The benefits of HypnoBirth go well beyond birth

A short online survey collected information on 113 children, 72 of whom were born using HypnoBirth, and 41 were not. The survey was shared by HBCEs online using social media. Parents were asked to respond to each of their children.

The research confirms exactly what we knew about HypnoBirth babies:
  • they are more likely to be calm (92% vs. 78%),
  • satisfied (78% vs. 63%),
  • alerts (99% vs. 85%) and
  • happy babies (92% vs. 78%).
  • good sleepers (71% vs. 54%)
  • easy babies (83% vs. 61%).

These same traits were also apparent in older children.
  • satisfied (83% vs. 63%),
  • happy (97% vs. 83%)
  • calm (70% vs. 57%),
  • less picky (8% vs. 23%).
The majority of parents who responded to the survey felt that HypnoBirth had influenced their child's temperament. Numerous stories testify that the babies who entered the quiet world and the alert, have remained.

"I am 100% certain that Grace's acute perception, rapid language development, extreme kindness and sociability and behavior are directly related to the calm and natural birth she has experienced. "home" from the moment she was born. "

"From the moment my daughter was born, she was sweet and kind and she is still four years old, she was a happy and easy baby and still is."

"When he was born, he was put on my chest and he looked me straight in the eye, he never cried, he was so alert and yet so calm, I firmly believe that the HypnoBirth had a lot to do with it! "

The full report is available at:

The benefits of HypnoBirth go well beyond birth

Remember, little Lou

This ChouChou |April 27, 2012
I did not expect this.

Today, I took my Loupiote to the osteopath. It was a first for her as much as for me. In my head, the osteopath was only a kind of physiotherapist and I drove my daughter today to see if it was possible to make him pass this ugly hiccup she has constantly. That was all.

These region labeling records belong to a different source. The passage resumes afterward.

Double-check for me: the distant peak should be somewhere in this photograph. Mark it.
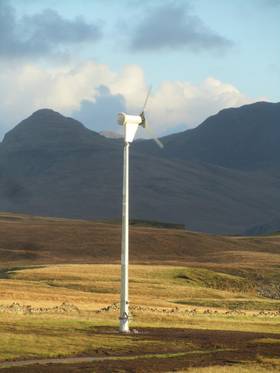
[31,108,63,117]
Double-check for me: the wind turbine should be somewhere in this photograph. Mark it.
[118,88,163,333]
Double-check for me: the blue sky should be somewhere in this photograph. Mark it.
[0,0,280,135]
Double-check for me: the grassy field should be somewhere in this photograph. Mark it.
[0,214,280,373]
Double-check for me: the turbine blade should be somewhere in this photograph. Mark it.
[142,85,152,113]
[145,121,164,149]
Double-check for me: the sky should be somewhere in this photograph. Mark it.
[0,0,280,137]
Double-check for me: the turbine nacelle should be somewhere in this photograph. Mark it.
[118,113,145,142]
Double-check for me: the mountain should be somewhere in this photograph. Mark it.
[138,102,280,170]
[0,103,280,234]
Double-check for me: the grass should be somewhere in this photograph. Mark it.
[0,264,280,361]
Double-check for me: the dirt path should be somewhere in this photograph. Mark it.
[0,349,230,369]
[0,327,280,373]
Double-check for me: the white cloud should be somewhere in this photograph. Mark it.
[0,61,256,135]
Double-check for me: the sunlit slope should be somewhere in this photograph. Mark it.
[0,213,280,270]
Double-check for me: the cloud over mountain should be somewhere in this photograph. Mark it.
[130,3,233,52]
[0,0,101,58]
[0,61,262,135]
[72,86,126,131]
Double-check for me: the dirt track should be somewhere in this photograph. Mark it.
[0,328,280,373]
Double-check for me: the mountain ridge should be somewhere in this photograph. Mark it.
[0,103,280,234]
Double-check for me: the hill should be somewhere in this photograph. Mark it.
[0,213,280,271]
[0,103,280,234]
[137,102,280,170]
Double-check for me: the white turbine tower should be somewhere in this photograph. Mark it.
[118,89,163,333]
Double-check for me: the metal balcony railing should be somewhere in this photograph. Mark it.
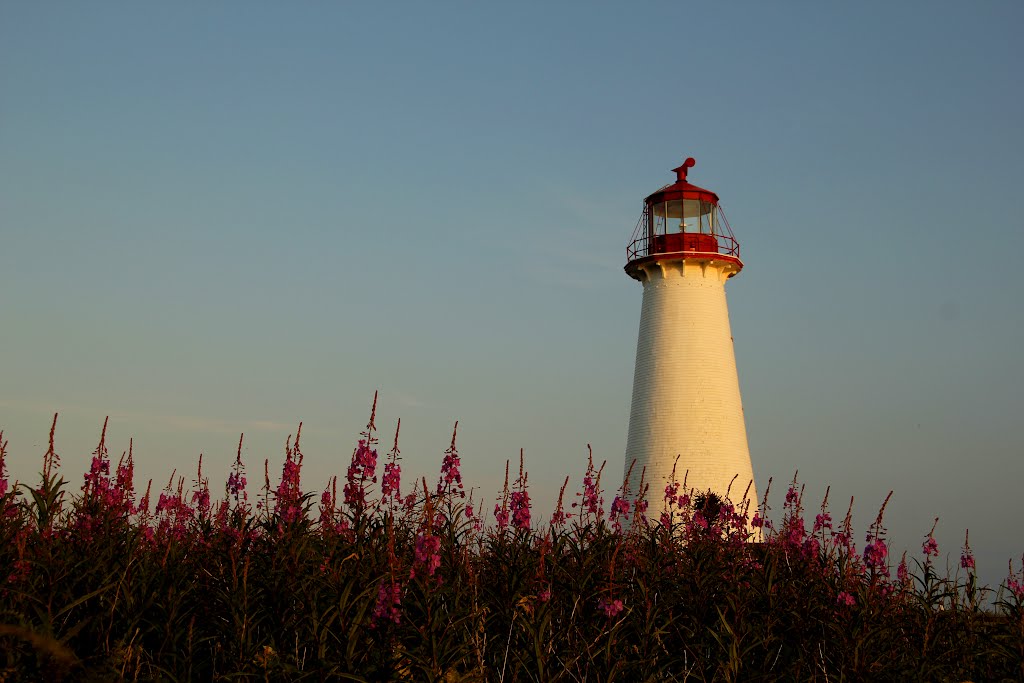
[626,202,739,262]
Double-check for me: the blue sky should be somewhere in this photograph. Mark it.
[0,2,1024,581]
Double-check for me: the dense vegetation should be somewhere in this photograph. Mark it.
[0,403,1024,681]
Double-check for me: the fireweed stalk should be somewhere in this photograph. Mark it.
[0,409,1024,680]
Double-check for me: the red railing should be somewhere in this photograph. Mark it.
[626,207,739,262]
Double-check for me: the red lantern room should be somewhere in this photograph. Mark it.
[626,158,742,276]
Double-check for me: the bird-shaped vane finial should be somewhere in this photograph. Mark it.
[672,157,696,182]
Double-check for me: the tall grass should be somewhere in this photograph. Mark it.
[0,403,1024,681]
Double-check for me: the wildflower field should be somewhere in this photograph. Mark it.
[0,403,1024,681]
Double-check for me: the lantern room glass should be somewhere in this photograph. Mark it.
[648,199,718,236]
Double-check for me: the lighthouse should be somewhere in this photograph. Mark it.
[626,159,758,519]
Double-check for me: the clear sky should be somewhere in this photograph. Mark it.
[0,0,1024,582]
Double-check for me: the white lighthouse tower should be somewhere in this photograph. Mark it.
[626,159,758,519]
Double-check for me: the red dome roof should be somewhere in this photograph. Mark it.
[644,157,718,206]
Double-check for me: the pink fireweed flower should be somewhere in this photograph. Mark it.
[0,431,10,498]
[381,463,401,500]
[409,531,441,580]
[274,430,302,524]
[608,496,630,533]
[509,490,529,530]
[495,503,509,531]
[225,434,249,504]
[961,530,974,571]
[437,430,466,498]
[342,439,377,509]
[665,481,679,505]
[784,484,800,508]
[597,598,625,618]
[572,443,604,519]
[864,539,889,569]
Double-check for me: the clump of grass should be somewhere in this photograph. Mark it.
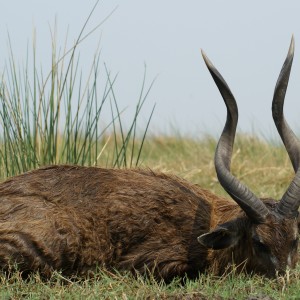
[0,2,153,177]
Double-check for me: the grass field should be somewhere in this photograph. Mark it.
[0,5,300,300]
[0,135,300,299]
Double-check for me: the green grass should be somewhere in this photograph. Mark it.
[0,2,300,300]
[0,135,300,299]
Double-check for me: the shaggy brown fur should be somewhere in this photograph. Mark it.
[0,166,295,281]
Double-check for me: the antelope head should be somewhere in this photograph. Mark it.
[198,37,300,276]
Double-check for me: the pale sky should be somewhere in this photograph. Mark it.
[0,0,300,137]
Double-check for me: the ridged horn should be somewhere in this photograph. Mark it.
[272,36,300,218]
[201,51,269,223]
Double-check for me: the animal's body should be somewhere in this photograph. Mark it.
[0,166,234,279]
[0,40,300,281]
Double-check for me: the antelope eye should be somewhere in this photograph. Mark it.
[292,238,299,248]
[252,237,269,252]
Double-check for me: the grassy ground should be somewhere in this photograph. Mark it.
[0,135,300,300]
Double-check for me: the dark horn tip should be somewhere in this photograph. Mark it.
[288,34,295,56]
[201,49,215,69]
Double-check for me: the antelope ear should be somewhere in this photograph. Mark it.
[197,221,241,250]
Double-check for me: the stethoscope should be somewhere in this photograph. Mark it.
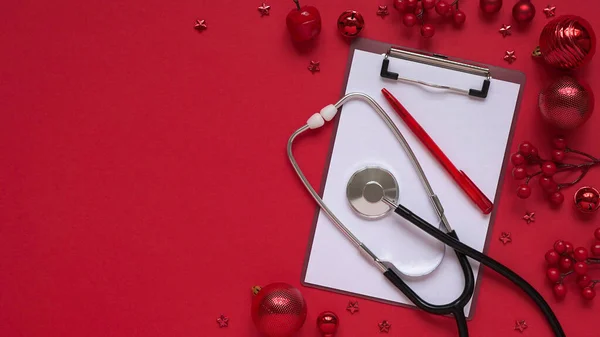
[287,93,565,337]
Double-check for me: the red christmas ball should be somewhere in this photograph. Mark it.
[513,0,535,23]
[251,283,306,337]
[539,15,596,70]
[479,0,502,14]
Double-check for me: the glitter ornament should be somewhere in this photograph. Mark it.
[539,15,596,70]
[251,283,306,337]
[538,76,594,130]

Instead, we went back in time. The osteo, a young woman, asks me first of all how was my delivery. I explain that I was triggered. In my arms, Lou begins to stir and I see the young woman throw him a few glances. Before going into details, I said that the outbreak was very complicated but the delivery was then simple and fast. In my arms, Lou began to cry and stiffen, she is very tense. The osteo interrupts me, looks at Lou and says to me: "It is she who will tell us the continuation, she reacts very strongly when you speak about it".

At that moment I wondered if I had not fallen at the only osteo esoteric corner. How could a 6-week-old baby tell the day of his birth? I lay Lou on the Bibeddu cabinet, I put body. The osteo invited me to sit next to the desk in a chair and then began to communicate with my daughter. First by very wide gestures around her, to hang her eyes. Then closer and closer to putting his hand on his belly. She introduced herself, told him what they would do together. That she was going to help him evacuate all the tensions of his birth. I already had a heart on the edge of my lips. Because if Lou was preparing to come back on March 13th, I would go back there too. Pain. The false work that did not end, for hours. Fear, cries, tears, exhaustion. And this pain, again and again, endless.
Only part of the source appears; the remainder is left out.